You’ll get plenty of differing opinions on which one is superior, but the fact is that they both prescribe to the same standards, regulations, and principles. You’ll find that as long as you’ve proven yourself in the workplace, the vast majority of managers and senior accountants will not care either way if you have a CPA or CA designation. Some types of organisations, such as certain public practice accounting firms or Big 4 partners may be more politically influenced and motivated and may prefer CA over CPA, but generally this is a rapidly aging and antiquated viewpoint.
As to which one is harder to do – there’s really no question, the CA program is more difficult. It goes deeper into the technical aspects of accounting and requires you to complete often very detailed and involved assignments as well as the exams. Your work is also generally judged far more harshly in the CA program – markers will expect you to know everything there is to know about the area you’re being examined on, and you’ll usually have to provide detailed workings and references as to why you did something a particular way.

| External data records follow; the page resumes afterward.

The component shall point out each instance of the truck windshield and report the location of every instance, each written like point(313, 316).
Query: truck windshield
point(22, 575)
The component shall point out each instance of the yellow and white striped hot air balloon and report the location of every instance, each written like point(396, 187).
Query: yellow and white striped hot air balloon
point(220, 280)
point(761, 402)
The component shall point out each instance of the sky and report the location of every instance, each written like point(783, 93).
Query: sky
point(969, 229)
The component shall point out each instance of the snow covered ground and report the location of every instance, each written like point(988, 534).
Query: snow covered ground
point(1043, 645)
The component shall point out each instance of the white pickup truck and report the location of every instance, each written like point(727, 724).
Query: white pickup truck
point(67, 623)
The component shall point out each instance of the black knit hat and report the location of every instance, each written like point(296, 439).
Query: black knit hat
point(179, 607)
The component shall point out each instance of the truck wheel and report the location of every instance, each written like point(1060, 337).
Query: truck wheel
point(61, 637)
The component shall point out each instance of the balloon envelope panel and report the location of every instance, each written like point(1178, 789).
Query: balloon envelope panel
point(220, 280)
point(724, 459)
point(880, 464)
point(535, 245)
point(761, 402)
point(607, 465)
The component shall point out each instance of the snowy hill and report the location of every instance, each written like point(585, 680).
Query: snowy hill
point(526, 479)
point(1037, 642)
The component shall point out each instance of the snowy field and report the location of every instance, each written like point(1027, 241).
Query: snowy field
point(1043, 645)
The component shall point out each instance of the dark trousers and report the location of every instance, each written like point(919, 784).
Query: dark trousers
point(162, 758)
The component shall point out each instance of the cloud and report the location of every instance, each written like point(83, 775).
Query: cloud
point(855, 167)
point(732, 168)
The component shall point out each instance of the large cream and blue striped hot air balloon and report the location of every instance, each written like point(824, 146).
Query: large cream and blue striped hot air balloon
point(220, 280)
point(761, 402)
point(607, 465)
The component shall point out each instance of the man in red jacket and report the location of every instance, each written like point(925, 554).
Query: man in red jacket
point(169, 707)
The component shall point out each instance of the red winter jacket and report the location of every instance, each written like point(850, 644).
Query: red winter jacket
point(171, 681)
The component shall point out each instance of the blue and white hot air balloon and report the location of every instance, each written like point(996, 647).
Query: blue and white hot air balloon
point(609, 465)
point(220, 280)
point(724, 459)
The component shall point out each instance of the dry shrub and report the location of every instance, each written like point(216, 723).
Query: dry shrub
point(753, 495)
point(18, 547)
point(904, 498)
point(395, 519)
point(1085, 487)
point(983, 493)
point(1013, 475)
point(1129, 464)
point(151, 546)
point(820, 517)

In contrast, CPA exams usually are comprised of at least 75% multiple choice – which doesn’t automatically make them easy, of course – you’ll still be required to actually know the material you’re being tested on, and work fast and efficiently.
So if your personal goal is simply to get accreditation to satisfy your boss’s demands that you get a professional accounting qualification, you’re probably better of going with the CPA program. It’s less time consuming to study for, less stressful in general and has excellent support services and exam help provided by CPA staff. If you have grand ambitions of one day becoming a partner of a Big 4 firm like Deloitte or Ernst & Young, you might be better off choosing the CA program as to avoid any complications later down the track.
CPA Australia also has significantly more members than CA, with approximately 144,000 members compared to an estimated 38,000 Charted Accountants.
Finally, the other thing to consider is that the CPA qualification isn’t recognised in the Global Accounting Alliance (GAA) whereas the CA is. So if you ever want to transfer your qualification to the United States or the UK, then doing the CPA will not allow you to do so.
Mutual recognition agreements between worldwide accounting bodies
CPA Australia has mutual recognition agreements with the:
Society of Management Accountants of Canada (CMA Canada)
Certified General Accountants Association of Canada (CGA-Canada)
Hong Kong Institute of Certified Public Accountants (HKICPA)
Malaysian Institute of Accountants (MIA)
Institute of Certified Public Accountants of Singapore (ICPAS)
Chartered Institute of Public Finance and Accountancy (CIPFA)
Chartered Institute of Management Accountants (CIMA)
The Institute of Certified Public Accountants in Ireland (CPA Ireland)
Institute of Chartered Accountants of India (ICAI)
Note: Coconut Daily assumes no responsibility for the accuracy of the information in this article. Please consult the CPA Australia website for the latest enrollment and membership requirements.